Immigrant Kids Cry for Their Parents in Stomach-Churning Audio Obtained From Detention Center

Up until now, the information has been limited to tweets from reporters and interviews with people who have been inside the facilities. Immigration officials have been strict about keeping cameras out of the facilities, and barring journalists touring the detention centers from taking photos.

Now, we have a better glimpse of what life is like for the children forced to stay in these warehouses, behind chainlink fences, through the sound of their cries. On Monday, ProPublica published audio recorded at an immigration detention center last week. The file was recorded by an anonymous source, and obtained by ProPublica through a civil rights attorney.

In the recording, you can hear children wailing and crying for their mothers and fathers. Then, an unnamed U.S. Customs and Border Patrol agent says this:

The baritone voice of a Border Patrol agent booms above the crying. “Well, we have an orchestra here,” he jokes. “What’s missing is a conductor.”

Read that again, and think about what would compel someone to make such a comment about the sound of inconsolable children—alone, terrified, with no idea where their parents are.

Here is the audio ProPublica obtained. Warning: it is extremely disturbing.

ProPublica’s source said the children in the recording are between the ages of 4 and 10, and had been detained for less than 24 hours. Their pain is raw. They are “inconsolable” (emphasis added):

Then a distraught but determined 6-year-old Salvadoran girl pleads repeatedly for someone to call her aunt. Just one call, she begs anyone who will listen. She says she’s memorized the phone number, and at one point, rattles it off to a consular representative. “My mommy says that I’ll go with my aunt,” she whimpers, “and that she’ll come to pick me up there as quickly as possible.”
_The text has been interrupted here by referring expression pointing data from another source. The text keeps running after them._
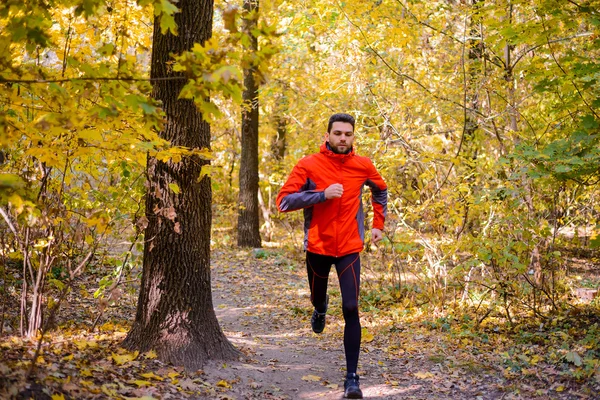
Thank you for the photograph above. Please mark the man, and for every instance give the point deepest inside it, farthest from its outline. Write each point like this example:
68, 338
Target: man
328, 187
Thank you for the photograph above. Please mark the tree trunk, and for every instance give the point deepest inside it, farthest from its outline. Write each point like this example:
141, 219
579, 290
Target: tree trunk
278, 142
248, 221
175, 315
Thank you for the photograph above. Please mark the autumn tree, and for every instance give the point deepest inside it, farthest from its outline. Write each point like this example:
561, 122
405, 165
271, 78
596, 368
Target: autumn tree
175, 315
248, 221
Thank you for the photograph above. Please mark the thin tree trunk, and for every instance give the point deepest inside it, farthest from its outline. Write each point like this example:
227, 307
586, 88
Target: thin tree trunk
248, 214
175, 315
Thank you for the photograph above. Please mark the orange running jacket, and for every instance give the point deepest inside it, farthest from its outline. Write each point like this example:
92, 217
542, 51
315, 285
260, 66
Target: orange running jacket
334, 227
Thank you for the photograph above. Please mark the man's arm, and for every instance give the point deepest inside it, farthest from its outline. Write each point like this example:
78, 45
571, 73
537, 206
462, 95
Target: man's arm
298, 191
378, 200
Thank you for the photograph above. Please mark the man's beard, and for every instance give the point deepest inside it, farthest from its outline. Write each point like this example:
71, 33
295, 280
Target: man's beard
337, 151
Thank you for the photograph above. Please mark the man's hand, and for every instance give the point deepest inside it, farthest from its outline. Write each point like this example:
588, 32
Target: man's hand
334, 191
376, 235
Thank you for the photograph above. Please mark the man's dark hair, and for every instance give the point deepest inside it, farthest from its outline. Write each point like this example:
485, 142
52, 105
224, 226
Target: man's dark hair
340, 117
ProPublica dialed the number the Salvadoran girl recited in the audio, and was able to speak with the girl’s aunt.

The child who stood out the most was the 6-year-old Salvadoran girl with a phone number stuck in her head. At the end of the audio, a consular official offers to call the girl’s aunt. ProPublica dialed the number she recited in the audio, and spoke with the aunt about the call.
“It was the hardest moment in my life,” she said. “Imagine getting a call from your 6-year-old niece. She’s crying and begging me to go get her. She says, ‘I promise I’ll behave, but please get me out of here. I’m all alone.’”
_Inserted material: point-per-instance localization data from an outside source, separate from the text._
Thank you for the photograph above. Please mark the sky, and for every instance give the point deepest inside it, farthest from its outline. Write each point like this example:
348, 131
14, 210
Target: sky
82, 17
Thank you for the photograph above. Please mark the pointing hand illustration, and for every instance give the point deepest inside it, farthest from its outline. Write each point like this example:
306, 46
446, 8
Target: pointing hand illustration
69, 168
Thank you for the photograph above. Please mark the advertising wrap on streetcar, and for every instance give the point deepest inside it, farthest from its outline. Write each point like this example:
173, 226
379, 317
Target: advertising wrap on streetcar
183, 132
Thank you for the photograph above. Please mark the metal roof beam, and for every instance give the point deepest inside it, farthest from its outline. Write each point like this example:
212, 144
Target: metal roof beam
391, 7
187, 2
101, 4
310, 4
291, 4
It is excruciating to listen to the sound of these children, crying for their parents, gasping for air between cries (I only made it two minutes into the video before having to stop). But it is still crucial to keep paying attention to these young children’s pain, and not to give in to the urge to minimize it. It’s crucial not to obey the mental defense mechanisms that want us to sugarcoat what is happening here, or simply to inure ourselves against it

Don’t tune this out. Don’t get numb. Keep listening. Whatever pain you experience in listening to the recording is valid. It is also a fraction of what the children in the recording are going through right now.